Director of MRA Coding and Clinical Documentation
4 weeks ago
*Valora Medical Group* is a visionary company focused on high-quality primary care services and consists of healthcare providers and professionals dedicated to the health and well-being of our patients. At Valora, we treat our patients like family and we understand that providing quality medical care and an exceptional patient experience across all our centers requires having an outstanding team.
The *Director of Medical Risk Adjustment (MRA) and Clinical Documentation* will assist in the development and implementation of a long-term strategy to achieve continuous improvements as it relates to Quality and Coding. This person will ensure that Valora’s Risk Adjustment programs comply with all applicable guidelines, regulations, and laws established by the Centers for Medicare and Medicaid Services (CMS), the Department of Health and Human Services (HHS), and others established at the state and federal levels.
This person will direct and manage a team of coders while creating a culture focused on Compliance and Core Behaviors. This leader will build strong partnerships with Valora’s cross-functional teams including Care Management, Clinical Operations, Medical Providers, and leadership to develop programs that deliver measurable, actionable solutions resulting in improved accuracy of medical record documentation and coding.
Promotes the strategy and capabilities to develop risk management and physician/member initiatives that support provider documentation and coding accuracy. Executes audits performed by government agencies (e.g., CMS, HHS), internal Compliance and other validation audits to ensure efficacy of documentation, coding and quality for Valora members.

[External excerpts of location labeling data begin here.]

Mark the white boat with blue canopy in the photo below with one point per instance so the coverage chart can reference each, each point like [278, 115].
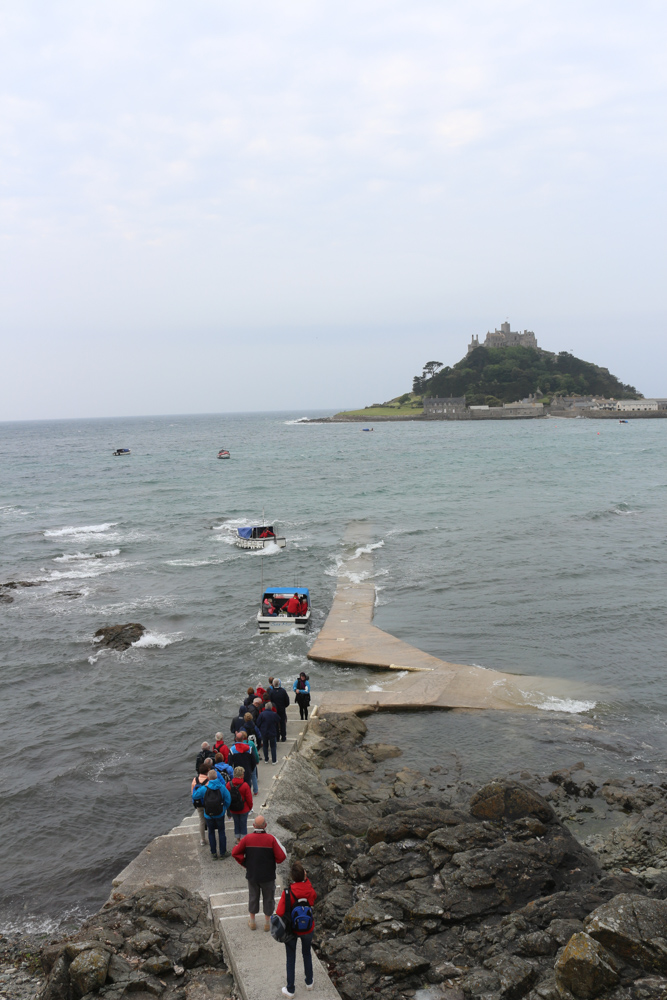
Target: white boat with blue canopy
[279, 613]
[258, 536]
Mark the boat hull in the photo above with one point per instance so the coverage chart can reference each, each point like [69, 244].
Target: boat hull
[281, 623]
[259, 543]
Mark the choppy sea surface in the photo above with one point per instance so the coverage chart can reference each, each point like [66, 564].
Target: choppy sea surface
[536, 547]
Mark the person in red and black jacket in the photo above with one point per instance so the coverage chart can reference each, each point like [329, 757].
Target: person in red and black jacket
[299, 889]
[259, 852]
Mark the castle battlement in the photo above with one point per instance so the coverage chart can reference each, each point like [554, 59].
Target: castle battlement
[504, 337]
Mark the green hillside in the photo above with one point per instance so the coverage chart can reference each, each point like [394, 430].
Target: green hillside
[495, 375]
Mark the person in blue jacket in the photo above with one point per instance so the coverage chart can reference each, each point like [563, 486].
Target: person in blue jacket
[268, 724]
[301, 688]
[215, 807]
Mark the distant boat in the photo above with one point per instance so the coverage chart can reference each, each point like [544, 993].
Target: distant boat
[258, 537]
[273, 615]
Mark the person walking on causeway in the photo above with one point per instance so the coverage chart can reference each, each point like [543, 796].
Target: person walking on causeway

Develops and implements provider education strategies and tools, monitoring provider performance, developing corrective action plans, direct provider interventions, and assisting physicians, and offices that perform below quality benchmark.

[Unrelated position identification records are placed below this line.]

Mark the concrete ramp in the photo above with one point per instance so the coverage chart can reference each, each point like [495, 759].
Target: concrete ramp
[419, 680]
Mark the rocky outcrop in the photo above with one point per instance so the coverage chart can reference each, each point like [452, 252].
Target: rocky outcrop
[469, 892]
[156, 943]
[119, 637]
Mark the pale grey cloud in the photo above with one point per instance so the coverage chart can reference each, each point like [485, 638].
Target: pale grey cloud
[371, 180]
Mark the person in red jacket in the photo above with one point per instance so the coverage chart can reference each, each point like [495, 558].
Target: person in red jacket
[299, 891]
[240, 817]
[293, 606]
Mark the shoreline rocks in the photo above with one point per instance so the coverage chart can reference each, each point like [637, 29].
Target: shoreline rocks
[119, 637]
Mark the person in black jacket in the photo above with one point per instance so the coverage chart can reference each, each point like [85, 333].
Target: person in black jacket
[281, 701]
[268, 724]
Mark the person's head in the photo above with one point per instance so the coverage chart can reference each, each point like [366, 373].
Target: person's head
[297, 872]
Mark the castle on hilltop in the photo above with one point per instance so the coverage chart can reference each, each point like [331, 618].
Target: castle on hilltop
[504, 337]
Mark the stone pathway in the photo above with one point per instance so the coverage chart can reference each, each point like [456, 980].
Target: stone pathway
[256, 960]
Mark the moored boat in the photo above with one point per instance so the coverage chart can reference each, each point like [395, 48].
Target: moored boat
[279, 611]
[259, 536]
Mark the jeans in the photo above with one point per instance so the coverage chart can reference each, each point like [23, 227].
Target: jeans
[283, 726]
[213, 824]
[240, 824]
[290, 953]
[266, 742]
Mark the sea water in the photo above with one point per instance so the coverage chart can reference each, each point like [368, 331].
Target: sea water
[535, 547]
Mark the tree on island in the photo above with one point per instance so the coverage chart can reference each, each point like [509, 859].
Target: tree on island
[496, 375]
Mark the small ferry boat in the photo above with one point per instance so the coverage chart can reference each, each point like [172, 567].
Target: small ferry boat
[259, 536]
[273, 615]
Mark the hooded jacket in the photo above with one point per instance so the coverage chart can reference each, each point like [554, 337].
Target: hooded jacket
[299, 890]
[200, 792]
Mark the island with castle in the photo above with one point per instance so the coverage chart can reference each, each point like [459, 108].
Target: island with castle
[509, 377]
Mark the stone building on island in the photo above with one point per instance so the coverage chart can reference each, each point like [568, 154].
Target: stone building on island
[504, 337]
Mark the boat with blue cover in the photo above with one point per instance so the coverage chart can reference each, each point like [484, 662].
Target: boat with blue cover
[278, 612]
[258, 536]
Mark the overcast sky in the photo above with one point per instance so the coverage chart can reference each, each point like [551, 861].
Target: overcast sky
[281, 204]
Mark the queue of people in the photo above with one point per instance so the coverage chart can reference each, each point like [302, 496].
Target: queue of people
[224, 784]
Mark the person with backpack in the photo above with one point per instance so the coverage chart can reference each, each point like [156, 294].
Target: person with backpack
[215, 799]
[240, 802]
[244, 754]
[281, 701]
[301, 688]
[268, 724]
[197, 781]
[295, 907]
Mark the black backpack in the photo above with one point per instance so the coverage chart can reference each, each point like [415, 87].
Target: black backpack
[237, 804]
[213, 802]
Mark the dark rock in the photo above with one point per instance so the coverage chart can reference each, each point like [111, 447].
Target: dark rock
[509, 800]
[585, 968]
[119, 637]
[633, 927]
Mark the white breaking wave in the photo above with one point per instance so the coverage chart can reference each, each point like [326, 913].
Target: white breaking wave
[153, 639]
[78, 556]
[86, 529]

*Essential Duties and Responsibilities:*
* Perform management responsibilities including, but not limited to: involved in hiring and termination decisions, coaching and development, rewards and recognition, performance management and staff productivity. Plan, organize, staff, direct and control the day-to-day operations of the department; develop and implement policies and programs as necessary; may have budgetary responsibility and authority.
* Audits: Oversee the collection and validation of historical member clinical data to fulfill any audit requests. Includes retrieval of medical records, validation of member clinical conditions and confirmation of reimbursement values received from Managed care plans. Responsible for overseeing operational efforts and providing status / results to executive leadership.
* Provider Education: Assist in leading interventions to address quality concerns relating to Provider clinical information. Compose and distribute education materials to physician to aid the collection of complete and accurate member profile documentation.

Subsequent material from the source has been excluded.